Além de Cecilie, participam do documentário outras duas vítimas: a sueca Pernilla e a belga Ayleen. Corajosamente, as três falam sobre como foram enganadas por Simon, mesmo que tenham tomado atitudes preventivas, tipo pesquisar no Google sobre o sujeito. Acontece que elas estavam lidando com um criminoso profissional, muito preparado, que aperfeiçoou seu método.
Ainda assim, quando o caso veio à tona, não faltou gente nas redes sociais para ridicularizar e culpabilizar as vítimas. Cecilie foi chamada de boba e de aproveitadora, por exemplo.

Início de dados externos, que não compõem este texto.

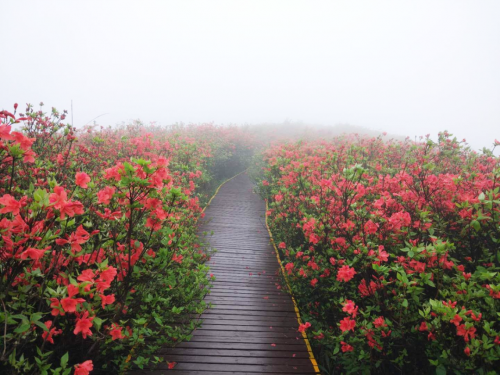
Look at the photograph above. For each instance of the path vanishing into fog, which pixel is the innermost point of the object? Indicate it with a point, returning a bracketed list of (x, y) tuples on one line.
[(252, 326)]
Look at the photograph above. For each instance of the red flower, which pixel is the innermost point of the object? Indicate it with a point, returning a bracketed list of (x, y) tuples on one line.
[(72, 290), (47, 335), (466, 333), (82, 179), (116, 332), (104, 196), (370, 227), (177, 258), (345, 273), (379, 322), (456, 320), (83, 325), (84, 368), (35, 254), (350, 308), (86, 275), (107, 300), (423, 327), (346, 347), (69, 304), (289, 268), (347, 324), (11, 205)]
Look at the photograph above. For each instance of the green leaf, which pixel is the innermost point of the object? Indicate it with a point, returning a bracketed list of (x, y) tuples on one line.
[(64, 360), (22, 328), (476, 225), (41, 325), (441, 370)]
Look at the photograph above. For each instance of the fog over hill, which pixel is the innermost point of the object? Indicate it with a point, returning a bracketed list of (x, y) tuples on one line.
[(407, 68)]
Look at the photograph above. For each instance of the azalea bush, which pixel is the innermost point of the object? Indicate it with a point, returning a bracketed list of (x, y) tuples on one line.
[(99, 261), (392, 250)]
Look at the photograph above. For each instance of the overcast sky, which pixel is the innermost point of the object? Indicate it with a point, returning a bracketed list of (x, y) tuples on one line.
[(405, 67)]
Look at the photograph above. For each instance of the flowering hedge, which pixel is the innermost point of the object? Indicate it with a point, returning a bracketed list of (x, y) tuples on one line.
[(98, 252), (392, 250)]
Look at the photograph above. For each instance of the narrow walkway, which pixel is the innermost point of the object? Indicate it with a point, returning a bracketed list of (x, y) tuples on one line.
[(252, 326)]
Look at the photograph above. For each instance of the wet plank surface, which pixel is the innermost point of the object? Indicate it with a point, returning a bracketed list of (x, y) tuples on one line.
[(251, 327)]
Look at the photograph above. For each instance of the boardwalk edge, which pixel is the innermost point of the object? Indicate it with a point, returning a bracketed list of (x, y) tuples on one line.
[(129, 357), (297, 313)]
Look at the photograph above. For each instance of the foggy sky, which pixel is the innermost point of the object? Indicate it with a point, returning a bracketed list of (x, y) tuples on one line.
[(405, 67)]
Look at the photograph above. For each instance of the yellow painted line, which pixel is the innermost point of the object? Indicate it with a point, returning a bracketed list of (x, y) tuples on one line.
[(297, 313), (129, 357)]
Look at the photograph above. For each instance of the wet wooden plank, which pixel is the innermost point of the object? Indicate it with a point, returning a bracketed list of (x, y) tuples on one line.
[(251, 327)]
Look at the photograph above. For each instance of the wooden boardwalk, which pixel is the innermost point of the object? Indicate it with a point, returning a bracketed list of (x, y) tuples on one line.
[(252, 326)]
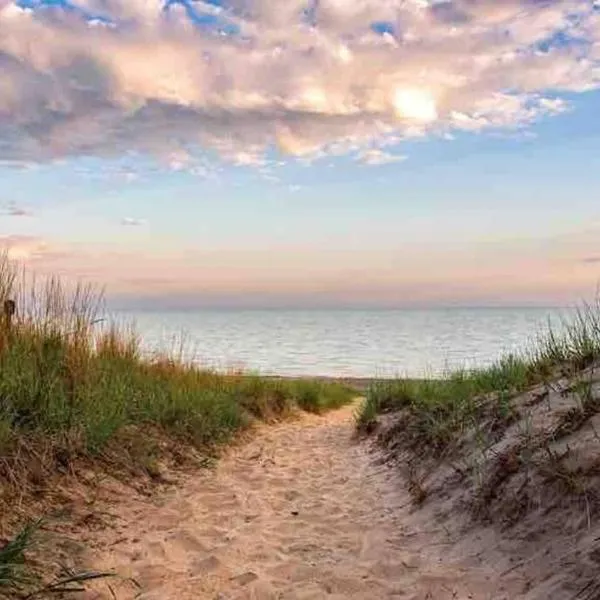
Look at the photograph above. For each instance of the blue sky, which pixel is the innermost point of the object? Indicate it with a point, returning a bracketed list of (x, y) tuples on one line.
[(448, 155)]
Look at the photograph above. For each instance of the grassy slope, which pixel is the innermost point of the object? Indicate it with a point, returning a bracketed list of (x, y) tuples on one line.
[(515, 446), (442, 410), (73, 388)]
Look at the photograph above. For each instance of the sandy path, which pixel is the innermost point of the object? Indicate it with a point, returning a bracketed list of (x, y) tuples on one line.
[(302, 512)]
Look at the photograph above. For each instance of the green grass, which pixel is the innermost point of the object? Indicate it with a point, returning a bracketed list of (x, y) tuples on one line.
[(76, 385), (439, 411)]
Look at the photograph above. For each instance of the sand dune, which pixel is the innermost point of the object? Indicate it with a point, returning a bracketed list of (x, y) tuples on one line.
[(302, 512)]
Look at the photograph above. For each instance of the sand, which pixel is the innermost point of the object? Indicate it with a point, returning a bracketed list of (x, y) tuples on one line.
[(303, 511)]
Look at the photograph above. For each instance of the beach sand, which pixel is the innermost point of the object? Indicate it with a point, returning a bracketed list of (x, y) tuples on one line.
[(303, 511)]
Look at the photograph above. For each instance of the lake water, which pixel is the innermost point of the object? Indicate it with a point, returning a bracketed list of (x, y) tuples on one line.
[(350, 343)]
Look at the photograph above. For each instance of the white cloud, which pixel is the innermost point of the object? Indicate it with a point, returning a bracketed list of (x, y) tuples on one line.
[(375, 157), (23, 247), (14, 210), (136, 78), (130, 222)]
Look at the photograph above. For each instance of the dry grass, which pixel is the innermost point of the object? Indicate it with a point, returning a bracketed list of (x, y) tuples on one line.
[(73, 388)]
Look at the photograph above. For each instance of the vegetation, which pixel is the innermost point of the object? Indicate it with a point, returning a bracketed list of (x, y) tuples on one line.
[(441, 411), (76, 388)]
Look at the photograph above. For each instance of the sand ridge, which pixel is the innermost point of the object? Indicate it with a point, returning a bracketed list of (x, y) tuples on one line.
[(302, 512)]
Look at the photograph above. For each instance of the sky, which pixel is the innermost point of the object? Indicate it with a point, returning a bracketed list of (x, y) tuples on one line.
[(304, 153)]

Ora, quem de nós nunca cometeu um desatino por amor — ou no mínimo pela ilusão do amor? E, puxa, a pessoa aproveitadora na história era Simon, e não Cecilie. Mas o machismo estrutural e a misoginia acabam influenciando a percepção. Vale lembrar o tratamento desigual no que diz respeito à vida sexual: "homem que sai com muitas é garanhão, mulher que sai com muitos é vadia".
O que O Golpista do Tinder evidencia é como estamos sujeitos aos riscos do culto à imagem e da sedução da ostentação. O dinheiro compra nossa confiança: se alguém parece pobre, suspeitamos; se alguém parece rico, pode acabar nos deixando pobres.